G2012 is its own headache. CMS defines it as “brief communication technology-based service” of 5‑10 minutes. MACs have been denying it when notes show more than 10 minutes or when it reads like a full E/M. If your clinicians spend 15 minutes, they’re undercoding, should probably bill 99212 via telehealth. But if they stay at 5‑10 minutes, document the exact length and purpose: “7‑minute phone call adjusting diuretics per BNP result.” Not “spoke with patient.” Short, specific, defensible.

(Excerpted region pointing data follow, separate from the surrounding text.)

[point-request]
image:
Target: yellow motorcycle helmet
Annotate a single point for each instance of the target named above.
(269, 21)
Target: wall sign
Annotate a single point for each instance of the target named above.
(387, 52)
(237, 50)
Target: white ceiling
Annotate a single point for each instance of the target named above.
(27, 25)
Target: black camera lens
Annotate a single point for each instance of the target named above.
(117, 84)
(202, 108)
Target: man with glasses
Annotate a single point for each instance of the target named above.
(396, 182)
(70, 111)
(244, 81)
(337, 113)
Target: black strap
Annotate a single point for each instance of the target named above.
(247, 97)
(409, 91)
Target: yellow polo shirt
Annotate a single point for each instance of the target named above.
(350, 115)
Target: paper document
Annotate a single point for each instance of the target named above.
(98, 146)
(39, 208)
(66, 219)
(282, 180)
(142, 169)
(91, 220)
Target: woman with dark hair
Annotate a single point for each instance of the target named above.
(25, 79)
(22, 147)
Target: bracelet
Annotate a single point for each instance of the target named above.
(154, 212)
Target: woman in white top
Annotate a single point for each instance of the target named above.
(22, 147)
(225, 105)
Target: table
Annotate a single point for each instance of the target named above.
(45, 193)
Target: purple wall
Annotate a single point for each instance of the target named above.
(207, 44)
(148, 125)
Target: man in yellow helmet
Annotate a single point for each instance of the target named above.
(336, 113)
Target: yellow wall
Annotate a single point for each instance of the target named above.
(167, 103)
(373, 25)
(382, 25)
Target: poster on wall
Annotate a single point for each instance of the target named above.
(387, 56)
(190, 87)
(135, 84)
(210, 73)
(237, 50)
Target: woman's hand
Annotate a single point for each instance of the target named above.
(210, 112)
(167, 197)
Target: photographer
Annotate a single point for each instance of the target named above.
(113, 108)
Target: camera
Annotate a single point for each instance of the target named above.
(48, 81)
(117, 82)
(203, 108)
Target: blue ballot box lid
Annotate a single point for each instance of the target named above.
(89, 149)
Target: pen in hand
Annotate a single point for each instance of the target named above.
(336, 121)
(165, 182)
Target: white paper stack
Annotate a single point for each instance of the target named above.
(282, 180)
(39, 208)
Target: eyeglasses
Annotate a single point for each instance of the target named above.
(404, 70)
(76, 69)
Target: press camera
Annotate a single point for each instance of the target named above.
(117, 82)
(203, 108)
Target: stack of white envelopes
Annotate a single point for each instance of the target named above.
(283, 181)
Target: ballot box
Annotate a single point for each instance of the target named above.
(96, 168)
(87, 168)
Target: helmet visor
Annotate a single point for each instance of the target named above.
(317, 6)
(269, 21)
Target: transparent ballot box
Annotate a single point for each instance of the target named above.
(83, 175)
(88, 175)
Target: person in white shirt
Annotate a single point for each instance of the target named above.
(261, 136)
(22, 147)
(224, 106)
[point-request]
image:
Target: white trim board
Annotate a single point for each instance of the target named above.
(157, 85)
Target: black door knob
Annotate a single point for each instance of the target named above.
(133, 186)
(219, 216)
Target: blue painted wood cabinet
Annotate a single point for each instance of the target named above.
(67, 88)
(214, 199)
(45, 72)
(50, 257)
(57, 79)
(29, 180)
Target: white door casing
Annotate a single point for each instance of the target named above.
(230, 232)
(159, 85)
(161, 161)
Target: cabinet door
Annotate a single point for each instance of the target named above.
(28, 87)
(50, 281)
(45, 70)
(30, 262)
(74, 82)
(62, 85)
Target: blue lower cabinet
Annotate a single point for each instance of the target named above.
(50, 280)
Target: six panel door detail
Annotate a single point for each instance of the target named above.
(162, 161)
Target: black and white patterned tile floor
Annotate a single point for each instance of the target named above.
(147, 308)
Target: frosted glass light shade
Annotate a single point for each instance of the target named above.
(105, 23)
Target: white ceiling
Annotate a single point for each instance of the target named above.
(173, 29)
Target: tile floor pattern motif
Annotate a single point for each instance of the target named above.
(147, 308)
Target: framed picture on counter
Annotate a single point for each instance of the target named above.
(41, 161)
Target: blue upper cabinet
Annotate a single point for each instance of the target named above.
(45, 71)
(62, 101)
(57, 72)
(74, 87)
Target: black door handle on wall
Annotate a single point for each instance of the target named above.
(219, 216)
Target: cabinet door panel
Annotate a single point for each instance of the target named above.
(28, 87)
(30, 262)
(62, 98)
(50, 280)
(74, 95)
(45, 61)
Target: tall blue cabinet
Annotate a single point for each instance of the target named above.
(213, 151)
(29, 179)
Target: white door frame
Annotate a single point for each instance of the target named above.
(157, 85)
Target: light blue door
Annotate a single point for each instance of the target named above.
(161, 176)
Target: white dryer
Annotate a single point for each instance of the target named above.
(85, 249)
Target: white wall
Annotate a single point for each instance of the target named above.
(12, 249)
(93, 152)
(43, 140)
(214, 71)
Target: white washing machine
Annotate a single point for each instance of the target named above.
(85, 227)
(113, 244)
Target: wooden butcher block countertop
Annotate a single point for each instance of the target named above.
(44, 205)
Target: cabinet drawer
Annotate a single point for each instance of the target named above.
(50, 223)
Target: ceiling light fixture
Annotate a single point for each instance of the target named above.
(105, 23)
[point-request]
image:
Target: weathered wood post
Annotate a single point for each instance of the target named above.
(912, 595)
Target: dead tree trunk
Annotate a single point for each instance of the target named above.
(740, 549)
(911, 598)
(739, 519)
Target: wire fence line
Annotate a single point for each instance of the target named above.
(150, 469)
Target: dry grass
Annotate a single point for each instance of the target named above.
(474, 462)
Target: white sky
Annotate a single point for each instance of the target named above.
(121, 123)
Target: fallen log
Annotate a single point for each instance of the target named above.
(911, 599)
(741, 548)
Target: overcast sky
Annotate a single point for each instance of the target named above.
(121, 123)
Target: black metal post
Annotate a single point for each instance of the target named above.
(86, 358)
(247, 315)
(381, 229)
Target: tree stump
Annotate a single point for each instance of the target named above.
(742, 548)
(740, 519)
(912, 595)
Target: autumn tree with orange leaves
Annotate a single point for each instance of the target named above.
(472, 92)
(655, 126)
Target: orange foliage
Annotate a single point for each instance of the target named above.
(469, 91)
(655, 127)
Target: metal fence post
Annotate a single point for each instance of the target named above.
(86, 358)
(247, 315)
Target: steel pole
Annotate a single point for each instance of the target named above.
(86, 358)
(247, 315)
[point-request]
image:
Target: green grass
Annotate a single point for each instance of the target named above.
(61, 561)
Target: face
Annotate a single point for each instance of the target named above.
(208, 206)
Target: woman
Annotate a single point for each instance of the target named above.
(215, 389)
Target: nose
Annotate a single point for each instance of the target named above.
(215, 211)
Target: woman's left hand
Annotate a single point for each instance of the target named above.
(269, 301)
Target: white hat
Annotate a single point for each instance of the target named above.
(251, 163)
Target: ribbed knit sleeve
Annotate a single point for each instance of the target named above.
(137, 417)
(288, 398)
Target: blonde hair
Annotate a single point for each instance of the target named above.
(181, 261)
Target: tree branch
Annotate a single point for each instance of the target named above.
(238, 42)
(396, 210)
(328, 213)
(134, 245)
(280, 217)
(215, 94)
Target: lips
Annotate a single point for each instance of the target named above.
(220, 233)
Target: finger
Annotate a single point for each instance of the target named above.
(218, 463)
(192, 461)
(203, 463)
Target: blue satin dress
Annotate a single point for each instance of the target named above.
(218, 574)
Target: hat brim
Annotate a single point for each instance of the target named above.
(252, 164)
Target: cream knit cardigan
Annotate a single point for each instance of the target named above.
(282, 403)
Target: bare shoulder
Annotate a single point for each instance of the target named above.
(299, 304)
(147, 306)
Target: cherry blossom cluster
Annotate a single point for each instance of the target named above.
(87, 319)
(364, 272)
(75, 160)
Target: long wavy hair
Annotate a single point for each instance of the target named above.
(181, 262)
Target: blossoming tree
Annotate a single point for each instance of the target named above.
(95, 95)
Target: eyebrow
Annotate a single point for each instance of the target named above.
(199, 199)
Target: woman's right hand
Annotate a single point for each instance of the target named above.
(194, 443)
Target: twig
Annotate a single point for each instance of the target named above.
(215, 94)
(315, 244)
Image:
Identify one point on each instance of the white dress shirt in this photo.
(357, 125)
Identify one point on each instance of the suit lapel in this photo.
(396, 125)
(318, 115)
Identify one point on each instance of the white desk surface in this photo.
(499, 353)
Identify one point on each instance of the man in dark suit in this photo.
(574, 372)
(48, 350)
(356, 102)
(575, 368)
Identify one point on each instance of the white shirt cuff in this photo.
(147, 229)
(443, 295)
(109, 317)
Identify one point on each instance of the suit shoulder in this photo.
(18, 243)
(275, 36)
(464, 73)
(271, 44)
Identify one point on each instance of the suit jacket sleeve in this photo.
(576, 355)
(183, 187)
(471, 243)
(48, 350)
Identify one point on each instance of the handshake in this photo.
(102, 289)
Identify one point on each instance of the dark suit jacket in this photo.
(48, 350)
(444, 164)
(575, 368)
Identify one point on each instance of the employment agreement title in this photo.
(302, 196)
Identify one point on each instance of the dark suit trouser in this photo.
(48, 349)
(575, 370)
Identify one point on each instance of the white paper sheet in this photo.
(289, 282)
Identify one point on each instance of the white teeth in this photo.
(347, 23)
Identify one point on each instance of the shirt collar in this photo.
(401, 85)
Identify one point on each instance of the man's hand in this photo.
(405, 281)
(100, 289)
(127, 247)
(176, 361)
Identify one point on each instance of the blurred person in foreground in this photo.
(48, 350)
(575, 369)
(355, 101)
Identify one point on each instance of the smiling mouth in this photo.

Audit Readiness: Don’t Wait for the Knock

Before OIG or a RAC auditor asks, pull your own frequency data. Run a report showing average 99213 and 99214 telehealth claims per beneficiary per month, sorted by diagnosis. Flag anything that tops one per week for stable chronic codes like E11.9 or I10, and build your written rationales now. When a payer compares your TIN to national averages, that preparation saves you weeks of panic.

Also, align your telehealth policy with what the 2026 MPFS actually allows. Crosswalk every code against the post‑2025 telehealth list. If you’re pairing G2012 with remote monitoring CPT 99457 on the same day, make sure the note proves they’re separate clinical events. That combo sits on the RAC “easy denial” script this year.

Look, auditors in 2026 don’t care about clinical bandwidth or hospital staffing. They care about outliers. The only counterweight is proactive self‑review. On Monday morning, sit down with your data person and your denials lead. Run a 90‑day utilization check for CPT 99213, 99214, and G2012 by provider, cross‑check against your payer mix. If one doctor doubles the rest, fix those notes before the payer comes knocking. Simple as that.

The audits are coming either way. Practices that treat frequency management like preventive medicine, solid documentation, accurate modifiers, realistic scheduling, will protect their revenue while everyone else scrambles to rewrite past notes.